Mit diesen Migranten, die zumeist zur Unterschicht oder unteren Mittelschicht gehörten, verlor Zokak el-Blat langsam den Charakter eines Viertels der gebildeten Mittel- und Oberschicht. Die Einführung des Proporzes zwischen den religiösen Gruppen im Jahr 1932 förderte die konfessionelle Spaltung der libanesischen Gesellschaft insgesamt und zeitigte auch ihre negativen Konsequenzen in den traditionell überkonfessionellen Formen des Zusammenlebens in Zokak el-Blat, die das 19. Jahrhundert geprägt hatten.
Die Zunahme der Bevölkerung, die Veränderung ihrer Zusammensetzung, die bauliche Verdichtung und Abwanderung angestammter Bewohner setzten sich auch nach der libanesischen Unabhängigkeit fort. Ein erster, kurzer Bürgerkrieg im Jahr 1958, in dem sich Christen und sunnitische Muslime in Beirut gegenüber standen, führte zu einem Exodus christlicher Bewohner aus Zokak el-Blat und anderen Vierteln im Westen Beiruts. Die spätere Teilung der Stadt in einen muslimischen Westen und einen christlichen Osten war damit bereits am Ende der 1950er Jahre weitgehend vollzogen, die Konfliktlinien schon festgelegt.
Der Band dokumentiert nicht nur die sozialgeschichtliche und allgemein städtebauliche Dimension der Entwicklung. Auch eine ausführliche und aus verschiedenen Perspektiven durchgeführte Bestandsaufnahme der architektonischen Veränderungen bis hin zur Frage der gegenwärtigen und zukünftigen Gestaltung des Viertels und seines historischen Erbes gehört zu den Stärken des Buches. Zahlreiche Karten und Photographien im Anhang ermöglichen dabei eine gute Orientierung auch für Interessierte, die Beirut nicht aus eigener Anschauung kennen.
In Teilen konnten die Autoren für ihre Beiträge auf neuere Arbeiten libanesischer und auswärtiger Forscher zurückgreifen, in zahlreichen anderen Passagen aber ist eigene und langfristige Feldforschung in den Band eingeflossen. Was fehlt? Gerne hätte man mehr erfahren über die ökonomischen Bedingungen wenn nicht des vergangenen, so doch des gegenwärtigen Lebens in Zokak el-Blat, über Handel, Handwerk und Dienstleistung, Einkunftsquellen und Auskommen der jetzigen Bewohner.

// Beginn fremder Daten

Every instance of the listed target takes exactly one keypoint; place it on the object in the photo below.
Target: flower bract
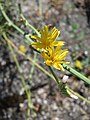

Störend für den Leser, aber bei einem solchen Projekt wohl unvermeidlich, sind Überschneidungen zwischen den Beiträgen. Insgesamt aber ist das sorgfältig gearbeitete Buch eine fundierte Bereicherung der Forschungsliteratur zum Libanon, nicht nur zu seinen Konflikten. Er ist aber auch zu empfehlen für alle, die sich mit sozialem Wandel im Nahen Osten beschäftigen, ebenso wie für Architekturhistoriker und kritische Architekten.